MVP: It’s unusual, first of all, for a state to pay for a risk assessment like we’re doing with the CSU data. That doesn’t happen very often, and this is a good thing.
In terms of an epidemiology study, I am not aware of any state government — and I’m thinking pretty hard here — that has funded or undertaken one. State governments don’t fund multi-million dollar epidemiology studies anywhere, for anything. Those really expensive epidemiology studies are normally done by, funded by, the federal government.
CI: The CDPHE study looked at the results of a variety of studies and compared the results. How did you make sure the studies you included in your research weren’t biased?
MVD: We didn’t really, that wasn’t part of our inclusion or exclusion criteria. There’s not a lot of studies out there on this issue. In fact, there are about 12, and we used them all. I would say that these were published studies, these were not industry reports, so I would say that they’re likely unbiased.

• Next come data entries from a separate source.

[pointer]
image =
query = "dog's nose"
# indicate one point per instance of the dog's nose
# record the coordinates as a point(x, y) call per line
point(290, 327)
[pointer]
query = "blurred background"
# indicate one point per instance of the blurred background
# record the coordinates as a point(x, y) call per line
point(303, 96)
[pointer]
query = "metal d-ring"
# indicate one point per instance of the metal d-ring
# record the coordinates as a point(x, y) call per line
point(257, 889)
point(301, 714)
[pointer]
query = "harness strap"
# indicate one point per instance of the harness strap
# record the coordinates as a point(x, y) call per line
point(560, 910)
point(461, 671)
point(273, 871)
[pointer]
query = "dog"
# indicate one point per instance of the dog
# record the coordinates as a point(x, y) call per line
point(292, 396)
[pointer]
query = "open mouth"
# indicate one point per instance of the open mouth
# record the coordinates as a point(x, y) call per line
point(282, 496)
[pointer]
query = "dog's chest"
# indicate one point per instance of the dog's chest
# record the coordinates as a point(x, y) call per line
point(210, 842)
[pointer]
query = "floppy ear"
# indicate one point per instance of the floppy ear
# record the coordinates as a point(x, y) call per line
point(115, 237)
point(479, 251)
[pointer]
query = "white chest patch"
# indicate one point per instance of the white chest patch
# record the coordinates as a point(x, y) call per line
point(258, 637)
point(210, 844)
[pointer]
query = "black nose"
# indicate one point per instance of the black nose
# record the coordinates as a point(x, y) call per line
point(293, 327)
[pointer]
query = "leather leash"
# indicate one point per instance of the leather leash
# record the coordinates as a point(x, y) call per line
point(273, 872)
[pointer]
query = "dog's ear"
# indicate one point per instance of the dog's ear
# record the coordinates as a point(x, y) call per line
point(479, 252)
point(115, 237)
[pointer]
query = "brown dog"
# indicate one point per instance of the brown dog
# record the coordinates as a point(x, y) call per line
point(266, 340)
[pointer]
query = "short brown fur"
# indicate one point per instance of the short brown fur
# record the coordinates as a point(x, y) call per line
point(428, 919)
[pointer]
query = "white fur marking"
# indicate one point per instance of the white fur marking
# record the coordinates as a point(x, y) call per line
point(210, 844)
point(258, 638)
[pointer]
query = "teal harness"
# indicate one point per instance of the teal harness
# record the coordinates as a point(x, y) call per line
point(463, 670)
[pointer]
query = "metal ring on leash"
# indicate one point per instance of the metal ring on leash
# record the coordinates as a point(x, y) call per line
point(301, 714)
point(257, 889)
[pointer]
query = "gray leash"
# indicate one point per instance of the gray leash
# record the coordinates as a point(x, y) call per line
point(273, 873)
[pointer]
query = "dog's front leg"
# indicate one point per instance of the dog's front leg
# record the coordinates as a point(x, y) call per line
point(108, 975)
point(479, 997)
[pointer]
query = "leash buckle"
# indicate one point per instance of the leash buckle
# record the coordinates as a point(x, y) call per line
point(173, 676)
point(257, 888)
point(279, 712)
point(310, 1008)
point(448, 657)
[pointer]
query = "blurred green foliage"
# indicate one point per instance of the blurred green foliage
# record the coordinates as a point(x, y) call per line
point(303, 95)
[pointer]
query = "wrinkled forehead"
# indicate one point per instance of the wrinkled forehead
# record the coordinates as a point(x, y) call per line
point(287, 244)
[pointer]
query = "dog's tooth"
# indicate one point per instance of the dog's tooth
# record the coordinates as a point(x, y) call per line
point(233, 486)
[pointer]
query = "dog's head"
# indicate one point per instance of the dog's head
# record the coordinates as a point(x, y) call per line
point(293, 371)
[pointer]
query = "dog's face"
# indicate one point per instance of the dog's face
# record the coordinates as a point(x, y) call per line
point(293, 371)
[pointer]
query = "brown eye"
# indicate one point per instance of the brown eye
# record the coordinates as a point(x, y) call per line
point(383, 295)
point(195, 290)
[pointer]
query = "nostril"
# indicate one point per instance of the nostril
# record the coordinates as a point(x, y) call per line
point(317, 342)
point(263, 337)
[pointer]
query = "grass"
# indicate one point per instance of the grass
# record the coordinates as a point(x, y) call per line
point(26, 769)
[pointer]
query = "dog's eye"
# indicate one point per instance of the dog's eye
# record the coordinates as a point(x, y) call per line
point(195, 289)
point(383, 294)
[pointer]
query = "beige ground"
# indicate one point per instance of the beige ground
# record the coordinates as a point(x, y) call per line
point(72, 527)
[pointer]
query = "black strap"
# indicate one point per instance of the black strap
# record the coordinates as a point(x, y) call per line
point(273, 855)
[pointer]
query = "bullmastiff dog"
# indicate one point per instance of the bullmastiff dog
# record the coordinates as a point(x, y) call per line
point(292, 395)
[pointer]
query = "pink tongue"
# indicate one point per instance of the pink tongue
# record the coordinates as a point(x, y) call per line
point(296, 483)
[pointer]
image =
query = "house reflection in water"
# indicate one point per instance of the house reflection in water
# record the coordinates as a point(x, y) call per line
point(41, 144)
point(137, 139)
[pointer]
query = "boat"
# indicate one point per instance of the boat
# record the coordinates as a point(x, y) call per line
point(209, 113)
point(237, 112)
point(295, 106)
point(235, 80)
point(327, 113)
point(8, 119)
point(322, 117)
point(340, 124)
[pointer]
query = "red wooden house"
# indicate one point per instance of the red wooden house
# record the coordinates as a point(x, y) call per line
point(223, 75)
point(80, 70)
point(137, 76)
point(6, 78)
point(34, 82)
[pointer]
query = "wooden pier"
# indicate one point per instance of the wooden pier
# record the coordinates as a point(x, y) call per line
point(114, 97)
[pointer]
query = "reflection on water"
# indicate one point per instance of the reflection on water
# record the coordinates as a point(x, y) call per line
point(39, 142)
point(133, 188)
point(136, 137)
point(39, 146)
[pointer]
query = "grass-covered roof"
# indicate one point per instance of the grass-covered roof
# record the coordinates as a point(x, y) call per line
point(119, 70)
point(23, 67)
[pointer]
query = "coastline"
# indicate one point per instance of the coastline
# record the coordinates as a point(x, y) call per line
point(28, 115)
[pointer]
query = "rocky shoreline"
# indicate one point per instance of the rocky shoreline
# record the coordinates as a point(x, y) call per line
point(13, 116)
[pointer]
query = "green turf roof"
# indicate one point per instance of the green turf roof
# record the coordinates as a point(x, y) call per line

CI: Again, what can you say to Coloradans who have reacted to this research with concerns that there’s a reluctance within the CDPHE to accept a link between fracking and public health problems?
MVD: I can tell you, as clearly as I can, that there is not an agenda. We look at the science, we evaluate the science, and the timing [with the McKenzie study] was coincidental, so the two things have nothing to do with each other. I think that what I could say about Colorado is that we are in a situation now where we have a program called the Oil and Gas Health Information and Response Program. This program is funded by state dollars, and its sole focus is, one, to respond to citizens’ health concerns, and the second is to review the science around oil and gas and health. So we have people for whom that’s their job. They don’t work in regulations, they work in the health side of the health department. They’re scientists. And that’s a good situation, and that’s not a situation that we’ve always had in Colorado.
CI: What kind of calls do you get, and what kind of action do you take?
MVD: We see people calling in about all kinds of things. The best resource to really see those results is in the legislative report that is listed on the website.
What we have now is a centralized place for health concerns across the state. We want people to call us and tell us about their health concerns. We may not be able to solve their health concerns, but knowing about their health concerns is important.
This interview has been edited for clarity and brevity.